Symptoms, treatment and prevention of pulmonary valve stenosis


The article was published on p. 49-52

Isolated pulmonary artery stenosis (ISPA) is a congenital anomaly characterized by obstruction of the right ventricular outflow tract and disruption of the blood outflow pathways from it into the pulmonary circulation. According to ICD-10, Q 25.6 “Pulmonary artery stenosis” is distinguished. The first descriptions of the vice belong to JB De Senac (1749) and GB Morgagni (1761).

The frequency of ISHA, according to sectional and clinical data, among all congenital heart defects (CHD) ranges from 2.4 to 12%.

Clinic

Pulmonary artery stenosis can be valvular (90% of ISPA cases), subvalvular (infundibular) and supravalvular. Hemodynamic disturbances in ISLA that cause clinical manifestations are as follows:

- an obstacle to the ejection of blood from the right ventricle;

- increased pressure in the right ventricle;

- change in the structure of the cardiac cycle towards lengthening the ejection period;

- gradient (difference) of systolic pressure between the right ventricle and the pulmonary artery;

— hypertrophy of the right ventricle with a decrease in its volume;

- increased diastolic pressure in the right ventricle;

- increased systolic pressure in the right atrium;

- hypertrophy and dilatation of the right atrium, often dilatation of the oval window and discharge from the right atrium to the left and the appearance of cyanosis.

Relative insufficiency of coronary circulation of the sharply hypertrophied myocardium of the right ventricle, being the cause of pain in the heart, leads to the development of sclerotic processes and a progressive decrease in its contractile function. The right ventricle ceases to cope with the increased load, cardiac output decreases, circulatory hypoxia and cyanosis increase. The clinical picture of the defect depends on the degree of stenosis, compensatory hypertrophy, failure of the right ventricle of the heart, and the state of pulmonary blood flow in the pulmonary circulation. The clinical picture varies from asymptomatic forms to severe manifestations with severe shortness of breath at the slightest physical exertion, angina-type heart pain and cyanosis.

Why does pathology occur?

During the development of the fetus in the early stages of the mother's womb, instead of the main vessels of the heart, there is an arterial tract. Later it will form the aorta and pulmonary artery. Narrowing of the pulmonary artery occurs due to two mechanisms of congenital pathology:

  1. The tract is incorrectly divided into 2 halves. The partition goes to the side and takes part of the volume on the right. At the same time, it loses connection with the plate separating the atria and ventricles. This explains the frequent association of pulmonary artery stenosis with another defect - non-closure of the interventricular septum.
  2. The fusion of the flaps of the valve itself, closing the outlet hole.

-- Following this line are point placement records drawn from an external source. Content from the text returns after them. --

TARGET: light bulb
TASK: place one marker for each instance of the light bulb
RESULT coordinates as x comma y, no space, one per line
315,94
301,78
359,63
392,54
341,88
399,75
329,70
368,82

Among the abnormal combinations, combinations of a narrowed pulmonary artery and a patent ductus botallus are observed.

Considering that valvular stenosis is a congenital pathological heart disease, specialists often diagnose pulmonary artery stenosis in newborns. The first signs of the pathological process can be detected already in the fetus; the reasons for the appearance of dysfunction at the intrauterine level are as follows:

Hereditary predisposition in parents at the genetic level to complex congenital heart disease and large vessels. Genetics on the mother’s side plays a major role in possible deviations from the norm in the formation of the fetal cardiac system.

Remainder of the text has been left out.